Una vez dentro de la habitación Sila fue deshaciéndose de forma despreocupada de su ropa. Su mente se encontraba en un estado de tensión insoportable. Buenas noches: la frase hechicera aquella mujer se repetía en su cabeza. Fue desnudo al baño a lavarse la cara. Sintió en la planta de sus pies el cambio de la madera a la alfombra peluda. Cuando regresó al cuarto a oscuras descubrió la silueta de mujer sobre su cama.
¿Cómo entraste?, preguntó Sila. La puerta y la ventana estaban cerradas.
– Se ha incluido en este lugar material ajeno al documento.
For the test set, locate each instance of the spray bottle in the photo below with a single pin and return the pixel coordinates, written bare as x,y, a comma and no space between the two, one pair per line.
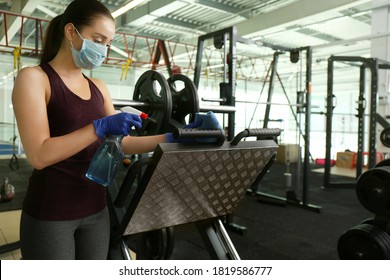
106,161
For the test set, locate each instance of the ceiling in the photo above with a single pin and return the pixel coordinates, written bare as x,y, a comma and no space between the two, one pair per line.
332,27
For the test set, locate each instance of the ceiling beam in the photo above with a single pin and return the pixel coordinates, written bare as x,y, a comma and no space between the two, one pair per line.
149,12
292,14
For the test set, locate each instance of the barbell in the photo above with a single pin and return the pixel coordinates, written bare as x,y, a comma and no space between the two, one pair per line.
370,239
167,102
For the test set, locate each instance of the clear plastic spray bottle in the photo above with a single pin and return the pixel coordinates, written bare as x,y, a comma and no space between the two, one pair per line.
106,161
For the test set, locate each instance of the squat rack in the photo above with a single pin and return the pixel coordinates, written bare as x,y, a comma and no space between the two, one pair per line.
373,64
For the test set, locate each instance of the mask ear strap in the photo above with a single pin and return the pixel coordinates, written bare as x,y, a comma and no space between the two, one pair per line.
71,43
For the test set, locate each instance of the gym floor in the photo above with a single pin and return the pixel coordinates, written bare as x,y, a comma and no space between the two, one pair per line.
273,232
9,229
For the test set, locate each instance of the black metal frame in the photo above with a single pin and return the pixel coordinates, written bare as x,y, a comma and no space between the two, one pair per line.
306,109
373,65
228,90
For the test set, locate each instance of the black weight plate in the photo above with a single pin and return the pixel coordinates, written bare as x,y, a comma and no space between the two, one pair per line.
155,245
385,137
373,190
185,101
364,242
152,88
385,162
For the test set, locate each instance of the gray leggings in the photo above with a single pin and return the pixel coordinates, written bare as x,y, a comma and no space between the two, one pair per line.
82,239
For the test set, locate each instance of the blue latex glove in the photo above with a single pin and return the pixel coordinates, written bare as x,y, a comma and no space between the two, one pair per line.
202,121
118,124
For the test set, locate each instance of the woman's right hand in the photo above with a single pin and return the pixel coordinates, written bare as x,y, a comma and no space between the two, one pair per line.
118,124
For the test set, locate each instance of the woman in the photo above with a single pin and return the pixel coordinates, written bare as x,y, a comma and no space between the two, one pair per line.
62,117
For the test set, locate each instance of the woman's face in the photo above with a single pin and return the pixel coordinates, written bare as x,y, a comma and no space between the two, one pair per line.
101,31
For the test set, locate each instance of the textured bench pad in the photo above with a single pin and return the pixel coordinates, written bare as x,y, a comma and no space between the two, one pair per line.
197,184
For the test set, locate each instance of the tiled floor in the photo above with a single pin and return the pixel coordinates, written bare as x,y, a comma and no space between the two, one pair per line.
9,232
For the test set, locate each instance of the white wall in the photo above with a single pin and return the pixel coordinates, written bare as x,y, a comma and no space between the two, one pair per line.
247,114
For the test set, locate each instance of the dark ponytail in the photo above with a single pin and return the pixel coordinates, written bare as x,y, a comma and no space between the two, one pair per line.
52,40
80,13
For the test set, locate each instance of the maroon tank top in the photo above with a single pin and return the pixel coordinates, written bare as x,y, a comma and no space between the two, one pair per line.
61,191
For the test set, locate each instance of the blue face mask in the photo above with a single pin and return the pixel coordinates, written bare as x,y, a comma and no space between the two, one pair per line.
91,54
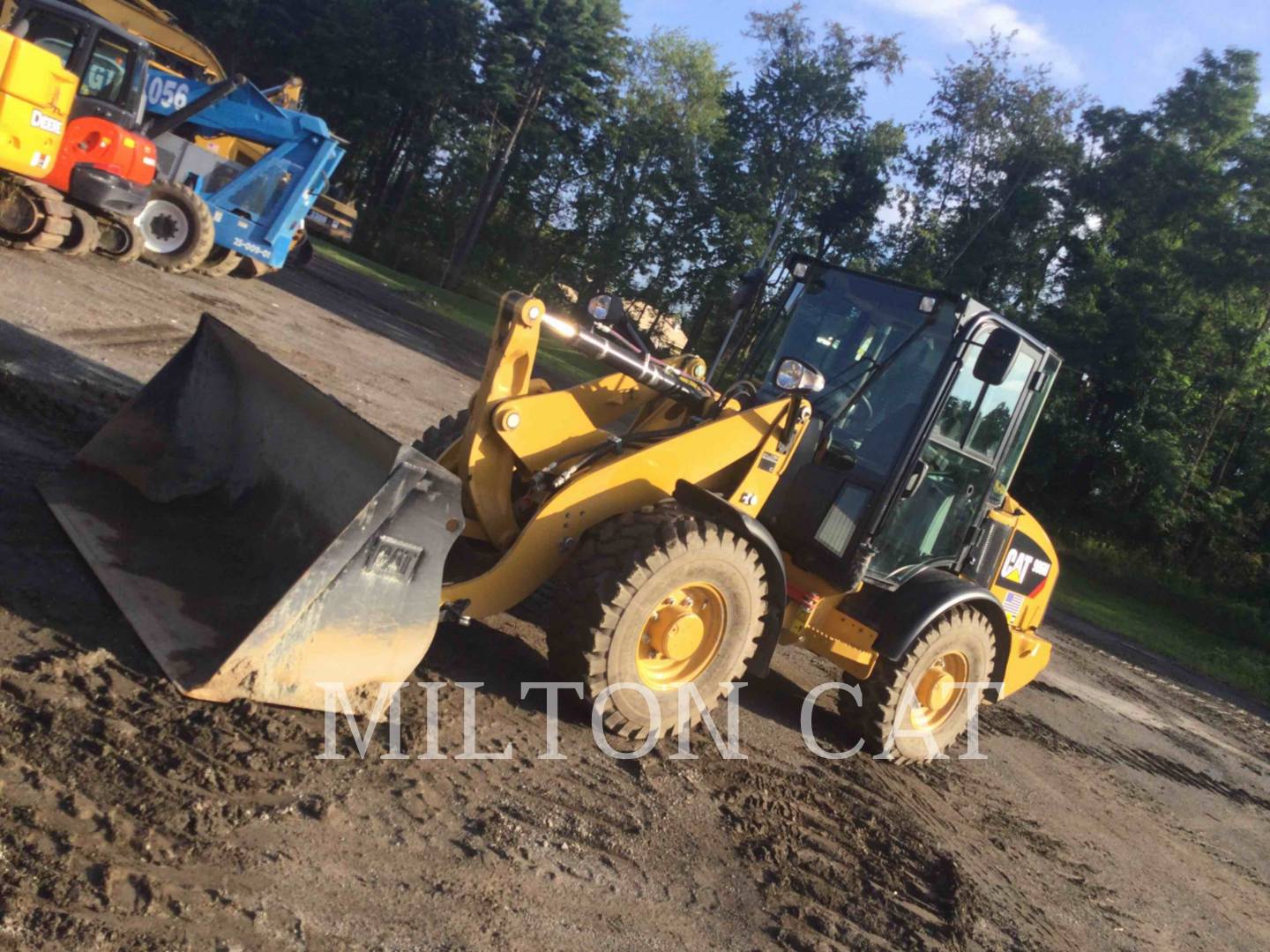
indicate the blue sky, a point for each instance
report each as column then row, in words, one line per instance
column 1123, row 51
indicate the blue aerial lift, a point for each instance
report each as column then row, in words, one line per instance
column 235, row 178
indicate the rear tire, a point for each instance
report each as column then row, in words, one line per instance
column 960, row 643
column 220, row 263
column 120, row 240
column 176, row 228
column 84, row 234
column 658, row 598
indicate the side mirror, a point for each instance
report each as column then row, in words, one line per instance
column 796, row 376
column 746, row 292
column 606, row 309
column 997, row 355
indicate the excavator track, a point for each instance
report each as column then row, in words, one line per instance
column 34, row 216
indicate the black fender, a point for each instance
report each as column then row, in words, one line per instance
column 900, row 617
column 718, row 509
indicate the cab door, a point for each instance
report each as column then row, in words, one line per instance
column 938, row 514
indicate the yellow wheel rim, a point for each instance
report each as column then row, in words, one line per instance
column 681, row 636
column 937, row 692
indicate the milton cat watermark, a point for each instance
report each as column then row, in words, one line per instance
column 689, row 709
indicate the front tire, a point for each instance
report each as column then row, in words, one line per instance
column 176, row 228
column 220, row 263
column 118, row 239
column 920, row 692
column 658, row 598
column 84, row 234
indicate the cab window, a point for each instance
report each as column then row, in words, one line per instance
column 107, row 71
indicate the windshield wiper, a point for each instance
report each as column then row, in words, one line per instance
column 877, row 371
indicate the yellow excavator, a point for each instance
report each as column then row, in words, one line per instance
column 850, row 498
column 178, row 51
column 36, row 97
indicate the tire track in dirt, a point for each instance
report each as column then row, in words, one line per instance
column 1012, row 723
column 834, row 868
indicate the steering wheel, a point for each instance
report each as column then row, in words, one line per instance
column 862, row 401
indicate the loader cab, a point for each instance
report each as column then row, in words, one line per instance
column 109, row 61
column 927, row 406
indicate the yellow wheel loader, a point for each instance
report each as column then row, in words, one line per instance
column 850, row 499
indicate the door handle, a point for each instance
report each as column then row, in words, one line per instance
column 915, row 479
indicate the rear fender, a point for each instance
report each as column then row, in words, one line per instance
column 721, row 510
column 900, row 617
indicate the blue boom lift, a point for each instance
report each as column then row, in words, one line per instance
column 217, row 215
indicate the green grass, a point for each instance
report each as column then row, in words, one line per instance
column 460, row 309
column 1162, row 629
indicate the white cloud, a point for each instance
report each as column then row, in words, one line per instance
column 975, row 19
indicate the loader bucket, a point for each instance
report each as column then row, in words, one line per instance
column 260, row 537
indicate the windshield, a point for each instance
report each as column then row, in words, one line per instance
column 848, row 326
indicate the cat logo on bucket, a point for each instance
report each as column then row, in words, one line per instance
column 46, row 122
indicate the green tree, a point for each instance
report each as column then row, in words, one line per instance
column 549, row 57
column 983, row 204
Fabia prendió la pequeña lámpara, igual a la de su habitación, igual a la lámpara ante cuya luz había examinado su cuerpo hacía veinte minutos. No se escuchaba ningún ruido, y dentro del cuarto el aire estaba tan quieto que pese a existir una distancia prudencial la tibia respiración de uno llegaba al otro.
Sila comprendió. Fabia se levantó y se quitó el vestido en un solo gesto, cruzando hermosamente ambos brazos por encima de su cabeza. Ven, dijo ella y lo condujo a la cama. Se acostaron desnudos y poco a poco se abrazaron de frente, sin decir otra palabra. Sila sintió los senos voluptuosos contra su pecho y no fue presa de ningún tipo de excitación, ni de exaltación siquiera. Un poco encima de su rodilla quedaba la cálida entrepierna de ella. La sensación resultaba indescriptible. Durmieron como hermanos.
Despertó por el sol de la mañana y descubrió que Fabia se había ido. Se vistió y bajó las escaleras. La buscó en el restaurante, y no estaba, y en la recepción, y no estaba, y en el parqueo, y no estaba, y de repente la vio bajar las escaleras, y se horrorizó. Llevaba definitivamente el mismo vestido, pero no era ella, su rostro era distinto, era literalmente el rostro de otra persona. ¿Nadie más notaba aquella tenebrosa farsa? Buenos días, dijo la cortés y alegre impostora. Buenos días, contestó él, todavía paralizado.
La falsa Fabia arrastró la maleta hasta la salida, y otra mujer se le acercó y le comentó algo en el oído, y ambas salieron risueñas del hotel.